B12 treated but anemia no better

4 months ago I began B12 injections (methyl) for my B12 deficiency with macrocytic anemia. I've been feeling somewhat better, but not 100%. I got results back today from follow-up blood tests and it appears that my anemia markers have not improved at all. I still have high MCH (34; range 27-33), borderline high MCV (99.2; range 80-100) and my red blood cell count has actually dropped (3.66; range 3.8-5.1). I also just discovered that my T3/freeT3 are low (but normal T4/TSH), and have posted to the thyroid forum regarding hypothyroidism. My question is whether one would expect 4 months of B12 injections (every 5 days) to resolve the anemia, or is it just a matter of more time? I would have expected to see a least some improvement in my blood markers, so this is discouraging to see no change. (My folate is and has always been normal.)

14 Replies

  • I take B12 injections myself but am not anemic. I am however hypothyroid. Free T3 is the biggest marker of usable thyroid. If it's low, you may be tired, foggy brain and many other symptoms. My FT3 is low normal and I feel awful. It should be in the upper third of normal to feel your best.

  • Thanks Daisylain! Yes, I suspected I was hypothyroid for a while and it's at least good to have confirmation of low FT3 from my tests. My understanding is that low T3 (with normal TSH) is complicated to treat, since it's typically not caused by dysfunction of the thyroid gland itself, but rather by problems upstream in the pituitary or hypothalamus. How are you treating your hypo?

  • I was sent for a pituitary MRI as my TSH was always normal as well. I take NDT. I do live in Canada and it's typical for doctors to prescribe here. NDT is t4 and T3 from animal glands. A great book to read is "stop the thyroid madness" I am also celiac. Celiac and thyroid often are common together. Even if the hypothyroid is caused by hypo pituitary or a problem in the pituitary axis, you still will need supplemental thyroid. Even if you can fix it, hypothyroid is a long process. It takes time, and low T3 will make you feel awful.

  • This is very helpful. Have you noticed a difference from the NDT? I've never been tested for celiac, but I've noticed I feel much better off grains.

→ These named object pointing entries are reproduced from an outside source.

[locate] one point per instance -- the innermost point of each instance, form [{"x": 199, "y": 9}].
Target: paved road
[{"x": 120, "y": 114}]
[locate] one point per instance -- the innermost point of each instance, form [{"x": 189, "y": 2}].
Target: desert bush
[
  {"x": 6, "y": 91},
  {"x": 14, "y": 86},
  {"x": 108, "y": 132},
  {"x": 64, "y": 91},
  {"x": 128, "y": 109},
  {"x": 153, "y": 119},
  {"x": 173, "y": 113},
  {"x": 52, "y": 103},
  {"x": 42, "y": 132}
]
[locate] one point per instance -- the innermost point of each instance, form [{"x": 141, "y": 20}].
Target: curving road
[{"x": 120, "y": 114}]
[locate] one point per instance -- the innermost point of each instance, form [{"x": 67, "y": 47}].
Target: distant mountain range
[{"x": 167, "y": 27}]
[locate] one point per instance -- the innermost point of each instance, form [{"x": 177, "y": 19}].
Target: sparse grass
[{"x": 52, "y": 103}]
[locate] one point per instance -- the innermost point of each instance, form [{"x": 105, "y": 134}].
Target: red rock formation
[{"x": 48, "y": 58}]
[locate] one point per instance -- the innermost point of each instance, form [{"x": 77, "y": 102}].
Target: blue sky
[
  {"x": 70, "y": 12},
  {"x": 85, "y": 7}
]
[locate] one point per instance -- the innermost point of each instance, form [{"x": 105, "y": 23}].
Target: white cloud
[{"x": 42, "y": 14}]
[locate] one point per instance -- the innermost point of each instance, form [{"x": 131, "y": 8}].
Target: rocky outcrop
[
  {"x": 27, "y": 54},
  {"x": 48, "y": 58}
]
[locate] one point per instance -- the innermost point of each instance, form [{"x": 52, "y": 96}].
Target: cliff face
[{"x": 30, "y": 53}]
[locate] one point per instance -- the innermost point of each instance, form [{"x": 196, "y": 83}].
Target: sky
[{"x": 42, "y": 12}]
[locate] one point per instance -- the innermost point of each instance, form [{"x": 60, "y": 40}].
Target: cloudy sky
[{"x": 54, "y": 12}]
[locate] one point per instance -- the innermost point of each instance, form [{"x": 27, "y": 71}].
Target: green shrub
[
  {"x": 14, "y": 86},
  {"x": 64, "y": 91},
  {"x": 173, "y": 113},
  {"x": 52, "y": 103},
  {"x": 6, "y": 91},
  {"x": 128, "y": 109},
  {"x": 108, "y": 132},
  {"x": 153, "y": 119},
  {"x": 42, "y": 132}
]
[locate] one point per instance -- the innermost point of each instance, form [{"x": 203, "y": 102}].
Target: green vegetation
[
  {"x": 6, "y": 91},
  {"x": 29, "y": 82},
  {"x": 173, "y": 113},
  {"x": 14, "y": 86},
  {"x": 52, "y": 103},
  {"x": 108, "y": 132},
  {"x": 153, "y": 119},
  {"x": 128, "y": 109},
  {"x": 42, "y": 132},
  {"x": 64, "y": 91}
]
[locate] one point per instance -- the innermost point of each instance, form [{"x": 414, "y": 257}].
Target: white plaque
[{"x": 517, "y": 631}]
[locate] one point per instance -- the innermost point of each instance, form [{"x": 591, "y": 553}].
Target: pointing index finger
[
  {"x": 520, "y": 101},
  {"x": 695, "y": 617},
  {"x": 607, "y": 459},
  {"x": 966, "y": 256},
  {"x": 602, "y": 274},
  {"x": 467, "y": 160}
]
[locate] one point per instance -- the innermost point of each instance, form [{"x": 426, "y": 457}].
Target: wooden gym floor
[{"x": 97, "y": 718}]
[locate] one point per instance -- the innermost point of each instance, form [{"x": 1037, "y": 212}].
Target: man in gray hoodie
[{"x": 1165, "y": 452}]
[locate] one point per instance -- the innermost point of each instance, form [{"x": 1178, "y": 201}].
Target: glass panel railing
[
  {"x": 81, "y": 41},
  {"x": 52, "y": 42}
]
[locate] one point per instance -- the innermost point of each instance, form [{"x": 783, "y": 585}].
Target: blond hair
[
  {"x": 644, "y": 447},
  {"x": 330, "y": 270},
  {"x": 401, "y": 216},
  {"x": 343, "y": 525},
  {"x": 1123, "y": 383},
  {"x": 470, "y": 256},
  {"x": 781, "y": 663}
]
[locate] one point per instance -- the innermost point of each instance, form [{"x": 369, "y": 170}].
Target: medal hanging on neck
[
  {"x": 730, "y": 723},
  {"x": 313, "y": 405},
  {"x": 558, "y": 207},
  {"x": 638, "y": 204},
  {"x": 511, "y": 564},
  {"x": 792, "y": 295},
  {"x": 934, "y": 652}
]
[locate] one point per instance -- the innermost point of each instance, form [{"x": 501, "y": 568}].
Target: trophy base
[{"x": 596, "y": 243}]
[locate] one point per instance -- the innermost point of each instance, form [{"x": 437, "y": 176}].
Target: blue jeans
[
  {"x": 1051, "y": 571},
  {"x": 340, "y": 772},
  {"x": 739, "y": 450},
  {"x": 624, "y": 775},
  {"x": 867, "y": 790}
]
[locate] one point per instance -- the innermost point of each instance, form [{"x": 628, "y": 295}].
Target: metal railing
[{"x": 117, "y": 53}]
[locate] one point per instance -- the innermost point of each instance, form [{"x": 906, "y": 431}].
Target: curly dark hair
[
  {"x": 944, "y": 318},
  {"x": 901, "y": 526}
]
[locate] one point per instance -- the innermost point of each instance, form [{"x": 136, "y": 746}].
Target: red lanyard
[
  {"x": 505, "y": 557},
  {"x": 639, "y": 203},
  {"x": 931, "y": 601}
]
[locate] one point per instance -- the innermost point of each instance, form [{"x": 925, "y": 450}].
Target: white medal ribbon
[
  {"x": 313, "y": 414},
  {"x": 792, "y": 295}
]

Might have to look into that.

  • Definitely Google hypothyroid and gluten. It is very related and many people become gluten free with thyroid issues. When I started NDT I felt about 40% better right away. I am still raising my dose to raise my t3, 10 months later. My doctor wanted me to stay were I was because my tsh was getting low. With the help of everybody on the hypothyroid forum, I learned it's the t3 that counts and tsh can be very low, and will be from the meds. They are an amazing resource.

  • Interesting! But it sounds like celiac is related to hypothyroidism because of the autoimmune connection. So for non-autoimmune causes (like central hypo, caused by pituitary/hypothalamic disorders, which seems to be my case), this wouldn't really apply?

  • Maybe.Once you begin treatment and if you still have symptoms, try a gluten free diet, and see if it helps. It's worth keeping in your mind. I have pituitary issues, and auto immune myself.

  • Try using Hydroxycobalamin you may not be handling the extra methyl very well.


  • The macrocytic anaemia should have cleared in 4 months if you have adequate folate and have been taking B12 for 4 months.

    You could try adding some hydroxo/cyano cobalamin to the mix to see if that makes a difference. Not everyone finds methyl is the best form for them. If that doesn't make a difference then you probably need to start looking for other possible causes of the macrocytosis beyond B12 asorption problems. Not sure what those would be though there may be some issues with actually using and processing B12 and folate that might be involved.

  • If your folate wasn't tested, you may want to find out what that level is. As Gambit says, your anemia should be showing improvement by now. Macrocytic anemia is can be caused by a deficiency in either folate or B12. Since you're getting B12, I would suspect that you're low on folate.

  • Thanks all for your suggestions! My folate is fine and I've been supplementing with methyl-folate, so I'd be surprised if that were the problem. I am going to switch to cyanocobalamin to see if that is more effective than methyl. My understanding is that folate and B12 deficiencies are really the only likely causes of macrocytic anemia, right? So it really should be getting better with methylfolate and the right B12!

  • this article seems to give a pretty comprehensive analysis of the potential causes of macrocytic anaemia


    most of the drug interactions look to me like drugs that are known to interfere with either folate or B12 absorption

  • Wow, this is a great resource. Thanks for sharing!